Polaris Anthology: Ice, Wind, and Fire (South America, Australia, and Antarctica, edited by Jessica Reed of Butler University) submit to polaristrilogy3@gmail.com

*I now have a poem going up this summer! So does Purdue’s Donald Platt and my fellow editors Joyce Brinkman and Joe Heithaus.

Physics and Dance at Butler

I have taught science meets art classes in many formats, from one-day to three-week workshops, from Stanford to Phoenix to Indianapolis to Beijing to Saudi Arabia. But not until Susan Neville gave me the opportunity to stretch this out into a year-long college seminar at Butler University have I been able to fully explore a myriad form of arts (while drilling down specifically to physics as our primary science).  

We have read plays aloud together and written about whether female physicists need a love interest (they do not!) to anchor their stories. We have created graphic novel excerpts about physicists and great discoveries in physics—they have used everything from construction paper to glued-on cotton balls with the absolute freedom and creativity of young children, then pivoted to writing scholarly academic papers on physics and graphic novels. I learn so much from my students each year and am inspired by them.

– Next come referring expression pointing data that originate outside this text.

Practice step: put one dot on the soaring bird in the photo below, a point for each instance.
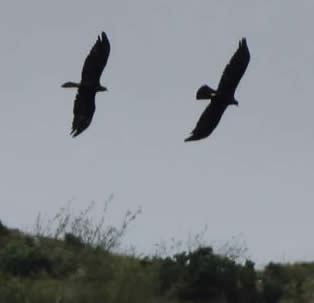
(223, 96)
(84, 104)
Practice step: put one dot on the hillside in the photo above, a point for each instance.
(42, 269)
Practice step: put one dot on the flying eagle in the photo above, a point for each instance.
(223, 96)
(84, 104)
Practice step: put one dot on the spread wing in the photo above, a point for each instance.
(208, 121)
(235, 69)
(83, 111)
(96, 60)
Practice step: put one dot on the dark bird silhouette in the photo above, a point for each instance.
(223, 96)
(84, 104)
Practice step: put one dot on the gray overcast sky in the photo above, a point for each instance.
(253, 177)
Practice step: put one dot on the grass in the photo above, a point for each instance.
(72, 258)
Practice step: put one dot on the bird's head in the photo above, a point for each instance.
(235, 102)
(101, 88)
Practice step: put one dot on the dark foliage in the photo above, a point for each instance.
(24, 259)
(202, 276)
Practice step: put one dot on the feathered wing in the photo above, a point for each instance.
(96, 60)
(208, 121)
(235, 69)
(83, 111)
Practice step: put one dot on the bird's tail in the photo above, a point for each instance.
(205, 92)
(70, 84)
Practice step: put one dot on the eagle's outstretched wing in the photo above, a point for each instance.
(235, 69)
(96, 60)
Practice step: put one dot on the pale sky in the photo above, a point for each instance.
(252, 177)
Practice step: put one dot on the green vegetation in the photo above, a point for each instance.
(78, 264)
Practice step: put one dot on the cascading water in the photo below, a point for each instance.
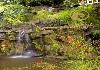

But not until a scheduling coincidence filled one of my classes with dance majors have I been able to learn from a group of dancers about the possibilities of choreography and physics. I usually show videos and have them read an article about a physics dance, then they write a reader response. But this year, I gave them the opportunity (it was only fair to let the non-dance majors do this as well) to write down their choreography of a dance concept from something they learned about physics this year. I am ecstatic about the results, floored by their creativity, and excited to share that, on top of the wonderful results from the dance majors, one unexpected “black hole dance” was created by a football player! Next year, I hope to return to my old Tuesday/Thursday schedule (lots of commuting from rural Indiana to Butler) and I might not be with the dancers again, but either way, this assignment stays.